楽天モバイルは、もう潰せない。国が1500億円を託した本当の理由
楽天モバイルは、もう潰せない。
もちろん、「倒産しない」と言いたいわけではない。
私が言いたいのは、楽天モバイルという存在そのものを、日本の通信政策が簡単には失えない段階まで来てしまったということだ。
その象徴が、2026年6月30日に発表された約1,500億円規模の国家プロジェクト「J-LEO」の採択である。

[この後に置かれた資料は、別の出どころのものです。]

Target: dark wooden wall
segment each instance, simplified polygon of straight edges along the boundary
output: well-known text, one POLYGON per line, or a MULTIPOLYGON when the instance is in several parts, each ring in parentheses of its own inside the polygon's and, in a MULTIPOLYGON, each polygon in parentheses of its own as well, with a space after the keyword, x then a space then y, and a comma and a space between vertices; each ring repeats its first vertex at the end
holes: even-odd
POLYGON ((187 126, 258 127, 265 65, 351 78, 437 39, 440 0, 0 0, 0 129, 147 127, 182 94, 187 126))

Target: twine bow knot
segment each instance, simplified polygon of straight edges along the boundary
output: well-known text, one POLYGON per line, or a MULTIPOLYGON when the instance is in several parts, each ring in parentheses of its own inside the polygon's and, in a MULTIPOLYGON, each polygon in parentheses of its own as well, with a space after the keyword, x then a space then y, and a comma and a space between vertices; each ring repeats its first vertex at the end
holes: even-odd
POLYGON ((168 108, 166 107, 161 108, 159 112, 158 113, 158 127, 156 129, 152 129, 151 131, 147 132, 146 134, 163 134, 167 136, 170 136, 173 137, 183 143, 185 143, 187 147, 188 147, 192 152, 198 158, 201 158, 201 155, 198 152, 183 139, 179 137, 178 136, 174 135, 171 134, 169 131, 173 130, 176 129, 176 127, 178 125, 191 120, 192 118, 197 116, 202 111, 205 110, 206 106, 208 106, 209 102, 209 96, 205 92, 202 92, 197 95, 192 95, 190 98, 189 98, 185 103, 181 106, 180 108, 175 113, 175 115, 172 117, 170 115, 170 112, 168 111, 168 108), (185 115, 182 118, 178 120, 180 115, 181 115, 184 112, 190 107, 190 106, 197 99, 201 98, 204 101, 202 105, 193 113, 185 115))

報道では、「衛星通信」「宇宙からスマホへ直接通信」「楽天モバイルが採択」といった技術的な話題が中心だった。
しかし、このニュースは別の角度からも読むことができる。
なぜ、今このタイミングで楽天モバイルだったのか。
その問いを追っていくと、単なる大型補助事業ではなく、日本の通信政策そのものが抱える事情が見えてくる。
楽天モバイルはいま、本当に正念場に立たされている
楽天モバイルは、ここ数年で通信品質を大きく改善してきた。
基地局整備は進み、契約数も増え続けている。
一方で、2026年6月にはKDDIによるローミングエリアの縮小が進み、「以前よりつながりにくくなった」と感じる利用者の声も見られるようになった。
利用環境によって体感は異なるものの、楽天モバイルが依然としてエリア品質という課題を抱えていることは間違いない。
しかも、その改善には莫大な投資が必要だ。
基地局を建て続けるには時間も資金もかかる。
長年待ち望んだ700MHz帯(プラチナバンド)も利用が始まったが、割り当てられた帯域は3MHz幅と限られている。
エリア改善には効果がある一方、都市部の通信容量を劇的に変える切り札ではない。
つまり楽天モバイルは今もなお、「全国どこでも快適につながる」という理想に向けて、地道な投資を積み重ねている最中なのだ。
そんなタイミングで飛び込んできたのが、J-LEO採択というニュースだった。
それでも1500億円が動いた理由
J-LEOは、日本国内で運用・管理される低軌道衛星通信基盤を整備し、既存のスマートフォンと直接通信できる環境を構築する国家プロジェクトだ。
約1,500億円という事業規模からも分かるように、その目的は一企業への支援ではない。
経済安全保障の観点から、日本が自律的な通信インフラを持つこと。そして、災害時を含めた次世代通信基盤を国内で運用できる体制を整えることにある。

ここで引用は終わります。